In parallel to this, revisions of the MiFID 2 framework and the EU Benchmarks Regulation (BMR) will be initiated around Q3 2020. Within those revisions to MiFID, treasurers will need to watch out for recalibration of the transparency frameworks for shares and bonds as well as a potential widening of scope of EU trading obligations to cash markets. Another question that will likely resurface in a MiFID context is whether FX products should be more widely scoped into the trade transparency regime of MiFID. On the benchmarks front, the planned revision of the BMR is likely to focus on adjustments to the scope of the regime as well as the calibrations for critical benchmarks, but importantly also ensure a recalibration of the third country regime of the BMR. Revisions to the latter are critical to ensure that treasures will continue to be able to use third country indices – in particular in non-deliverable currencies – beyond the currently scheduled end of the transition period on 31 December 2021.

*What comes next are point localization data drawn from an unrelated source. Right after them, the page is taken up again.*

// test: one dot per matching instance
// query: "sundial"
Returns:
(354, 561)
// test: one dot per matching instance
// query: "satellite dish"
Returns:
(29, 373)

Finally, there will be a significant push for a consolidated data, cybersecurity and AML strategy. On data, expectations are pointing towards a horizontal data governance approach to facilitate broad-based data sharing. Partially this strategy will have the objective of strengthening not only business-to-government data sharing, but also business-to-business data sharing. Ultimately, financial services are likely to see an expansion of the notion of open-access that is already today contained in the PSD2 (Payment Services Directive) to a broader range of actors and services. For cybersecurity we are likely to see a much greater scrutiny by EU policymakers over outsourcing arrangement to third party (and non-EU) information and technology providers. At the same time, the European Commission is moving towards seeking to create a horizontal cybersecurity framework in financial services across all relevant legislative frameworks. Meanwhile shortcomings identified in the EU’s AML framework over the last couple of years are likely to result in an overhaul of EU AML rules in 2021 with a focus on consolidating supervision and enhancing KYC requirements for all obliged entities.
All of this means that even in the absence of a crisis, EU policymakers are in the process of launching an ambitious reform agenda across almost all segments of the regulatory framework for financial services. With all of the inevitable touchpoints this will have for corporate treasurers, it will remain as crucial as ever for treasurers to be a part of the policy dialogue.